Model Repositories
Introduction
By navigating to the Models page, you'll see a table of your team's model repositories. Each model repository has a name, associated datasets, contributors, the latest version, and last modified timestamp.
Let's click into the Twitter Bots Model Repository as an example.
Model Versions
The first page we land on after diving into a model repository is the model versions page. Here we see all associated model versions and metadata.
- #: The model version number, which is the unique identifier for the model version within this model repository. The model version number is based on the order in which the model was trained.
- Description: The description for a given model, which can be specified in the Model Builder and modified from the Model Repo and Model Version Page. Add any notes that will help you differentiate this model version from others, for example, parameter changes or notes about the model performance.
- Datasets / Targets: A concatenation of the dataset and the target (output feature) you're predicting. When this is blue, that indicates that version is the default used for PQL PREDICT queries.
- Engine: The engine used to train the model version. For best performance, we recommend using training engines.
- Metric: The default metric based on the output type of the latest model in the repo. For example, category --> ROC AUC & binary -> Accuracy.
- Duration: The total duration of model training: includes queuing, preprocessing, training, and evaluating.
- Created: The timestamp of when the model was first created.
- Status: The model status. Models can be in the following states:
- Queued: Waiting for an engine to become available and initialize. Engine statuses can be monitored on the Engines page.
- Preprocessing: Dataset preprocessing (for example, dataset splitting, balancing, or applying normalization).
- Training: Model training.

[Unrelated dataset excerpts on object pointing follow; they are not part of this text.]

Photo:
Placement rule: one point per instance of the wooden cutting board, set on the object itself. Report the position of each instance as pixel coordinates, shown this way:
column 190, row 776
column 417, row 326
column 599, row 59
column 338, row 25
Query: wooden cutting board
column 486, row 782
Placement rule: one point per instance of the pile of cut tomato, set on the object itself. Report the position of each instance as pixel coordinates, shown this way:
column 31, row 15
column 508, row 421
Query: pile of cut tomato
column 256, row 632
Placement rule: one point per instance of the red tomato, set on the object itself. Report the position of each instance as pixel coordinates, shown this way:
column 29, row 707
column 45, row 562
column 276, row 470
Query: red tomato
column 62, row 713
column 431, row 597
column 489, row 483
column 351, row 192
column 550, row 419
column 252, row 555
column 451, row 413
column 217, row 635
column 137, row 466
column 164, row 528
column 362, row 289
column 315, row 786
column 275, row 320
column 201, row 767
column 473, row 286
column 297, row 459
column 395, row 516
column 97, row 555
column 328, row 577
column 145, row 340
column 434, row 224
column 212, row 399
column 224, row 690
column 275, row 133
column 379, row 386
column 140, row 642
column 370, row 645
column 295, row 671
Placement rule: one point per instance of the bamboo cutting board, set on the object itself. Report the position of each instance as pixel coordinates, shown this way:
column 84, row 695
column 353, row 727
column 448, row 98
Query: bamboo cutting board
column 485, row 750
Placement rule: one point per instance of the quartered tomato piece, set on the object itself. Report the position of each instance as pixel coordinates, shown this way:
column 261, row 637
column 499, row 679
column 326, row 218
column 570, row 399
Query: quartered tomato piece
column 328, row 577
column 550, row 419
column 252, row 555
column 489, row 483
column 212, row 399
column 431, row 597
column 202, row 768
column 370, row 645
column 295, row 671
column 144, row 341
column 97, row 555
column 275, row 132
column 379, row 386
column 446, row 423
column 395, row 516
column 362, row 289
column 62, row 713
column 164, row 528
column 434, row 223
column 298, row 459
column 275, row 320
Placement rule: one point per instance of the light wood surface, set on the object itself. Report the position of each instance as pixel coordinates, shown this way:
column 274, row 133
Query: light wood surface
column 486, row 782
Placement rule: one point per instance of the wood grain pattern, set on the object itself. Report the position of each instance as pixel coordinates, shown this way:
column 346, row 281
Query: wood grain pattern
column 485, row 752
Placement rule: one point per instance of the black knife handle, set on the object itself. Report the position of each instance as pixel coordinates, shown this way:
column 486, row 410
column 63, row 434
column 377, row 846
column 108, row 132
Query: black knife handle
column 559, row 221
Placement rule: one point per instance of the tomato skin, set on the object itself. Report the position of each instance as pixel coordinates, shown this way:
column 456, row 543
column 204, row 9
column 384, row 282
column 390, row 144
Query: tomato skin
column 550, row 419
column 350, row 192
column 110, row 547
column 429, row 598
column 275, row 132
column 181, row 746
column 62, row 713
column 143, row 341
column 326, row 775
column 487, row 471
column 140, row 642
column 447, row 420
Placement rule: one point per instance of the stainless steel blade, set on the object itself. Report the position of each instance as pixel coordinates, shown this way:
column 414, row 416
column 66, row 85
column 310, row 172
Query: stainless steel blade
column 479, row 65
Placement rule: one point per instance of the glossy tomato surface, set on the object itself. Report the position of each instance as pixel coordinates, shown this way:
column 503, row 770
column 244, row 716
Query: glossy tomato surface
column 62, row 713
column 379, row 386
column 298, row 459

You can view learning curves live as model training progresses to completion.
- Evaluating: Calculating final performance metrics at the best checkpoint (defined as where the model achieved the best validation metric, for example for a binary output, the validation metric would be accuracy).
- Visualizing: Generating additional visualizations.
- Explaining: Generating explainability visualizations (such as feature importance and token level explanations).
- Ready: Ready for querying & inference.
- Canceling: In the process of being canceled. This action is user-initiated.
- Canceled: No further steps (training, visualizing, etc) will continue.
- Deploying: Currently being deployed to the serving engine specified.
- Deployed: Successfully deployed. It will now appear under the Deployments tab on the Model Repo page.
- Undeploying: Taking down the model deployment. After undeploying, the model will be back in the Ready state.
There are also a few relevant actions you can take within a model repository. At the top-level, you can click:
- New Model Version from Latest (left): This will create a new version, starting from the configuration of the latest trained model in the repository.
- Upload Ludwig Model (left): This will allow you to upload a local Ludwig model to Predibase.
- Compare (right): This will allow you to compare different model versions.
On each individual model version, you can click the kebab icon on the far right of each model to:
- New Model from #: Create a new version, starting from the configuration of the chosen model.
- Data Science Co-Pilot: Generate recommendations for the next set of experiments for you to try, based on your dataset and past model versions.
- Retrain: Retrain the model, with the same configuration.
- Star: Tag a model version of your choosing with a star.
- Archive: Archive, or soft-delete, model versions. These model versions will now be hidden by default but can always be brought back by toggling
Hide Archived Models
or unarchiving the model version.
Model Lineage
The model lineage tab is where we can see both the model lineage as well as the model diff.
- Version Lineage shows a birds-eye view of the models that have been trained in a repo, along with metadata such as the author and status.
- Version Diff enables you to quickly compare the underlying configuration for each model so you can understand what changed across versions and how that affects model performance.
Version Lineage
Version Diff
Deployments
The Deployments tab displays the real-time deployments for a given model repository. Each row represent a deployment that has the name, associated model version, the host serving engine, status, and URL for querying.
Settings
The Settings tab allows you to view and configure metadata for your model repository. You can also delete the model repository from this page. Admins can delete all repositories. Users may only delete the repositories they created. Deleting a repository removes it for all users, deletes all contained model versions, and cannot be undone.